Okay, so the first 100 pages or so, I LOVED this book! It was fast-paced, exciting, compelling, and well-written. I loved Cassie; she was honest and refreshing. She didn’t become she wasn’t because of the apocalypse- her essential “Cassie”ness was just boiled down to a hardened form. It was so well-written, describing the horrors of Cassie’s world so well that I was afraid to read it before going to bed.

And then, Cassie encounters Evan Walker. After that, I HATED her. I hated her the whole rest of the book, because her wonderful “Cassie”ness was just washed away in his “chocolate” eyes. UGH. I wanted to throw things. The critical part of this tangent that was such a mistake, in my opinion, wasn’t even Evan himself. Though he was pretty creepy, especially in the beginning, I actually warmed up to him by the end. It was the loss of Cassie’s character that really frustrated me. Yancey spent over 100 pages building up this great, complex heroine that I was cheering for on every page, and then he inexplicably destroyed her in like two sentences! UGH UGH UGH. Here’s some examples of pre-Evan Cassie:

“But if I’m it, the last of my kind, the last page of human history, like hell I’m going to let the story end this way. I may be the last one, but I am the one still standing. I am the one turning to face the faceless hunter in the woods on an abandoned highway. I am the one not running but facing. Because if I am the last one, then I am humanity. And if this is humanity’s last war, then I am the battlefield.”

“What were they thinking? ‘It’s an alien apocalypse! Quick, grab the beer!”

“I don’t move. I wait behind my log, terrified. Over the past ten minutes, it’s become such a dear friend, I consider naming it: Howard, my pet log.”

“In case you’re an alien and you’re reading this: BITE ME.”

The 5th Wave by Rick Yancey

Mercifully (since DNFing wasn’t an option), there was an abrupt POV switch. Which totally threw me, until I figured out who the new narrator was. I LOVED “Zombie”! I loved his strength and principles, despite his environment. I loved his attachment to “Nugget”. Zombie’s real identity may set up some problems in the next book that I’m not looking forward to (and, um, excuse me, what was that at the end? Why did it happen???), but I loved him and his squad. I could not wait to get back to his chapters!

The whole plot of the invasion was genius, if a bit confusing. Cassie tells the story of the first four waves slowly, and it takes a long time for the story to come out. The 5th wave itself is really, really confusing. Just when I thought I knew what was going on, a new twist totally changed everything around. Yancey does a wonderful job misdirecting readers about what’s really going on.

With the exception of the whole Evan tangent, this book was well-plotted, well- characterized, and well-written. It’s written in first person, with no announcement as to who the new narrator was every time it changed, which was a bit confusing, but other than that Yancey pretty much sold me on his first-person narration, which is hard to do!
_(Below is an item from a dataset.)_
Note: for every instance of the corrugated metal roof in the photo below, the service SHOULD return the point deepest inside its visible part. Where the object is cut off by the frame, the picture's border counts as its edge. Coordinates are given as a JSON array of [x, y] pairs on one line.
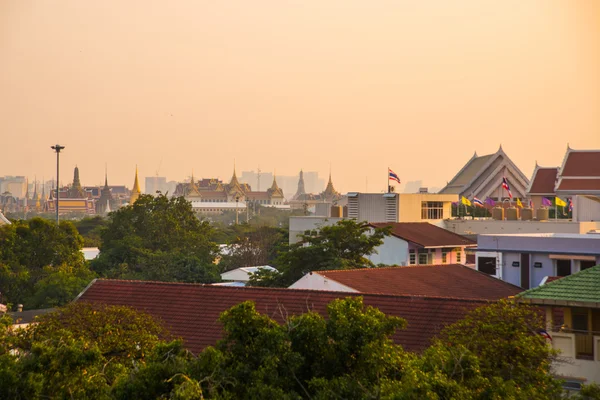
[[582, 287]]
I talk about how much I hate first person narration in this post, if you haven’t seen it yet. However,  I think that this style probably made this a difficult book to translate to the screen, as was recently done, starring Chloe Grace Mortez. I haven’t seen the movie yet, but that’s my supposition. If you’ve seen it, tell me how it is! I’m supposed to watch it soon. The movie trailer is here, if you’re interested.

Overall: 3.5/5 stars

This book lost a whole star and a half for the rushed ending and the Evan mistake, as I’m going to call it, but other than that it was an entertaining read. I’m looking forward to reading The Infinite Sea and other works of Yancey’s.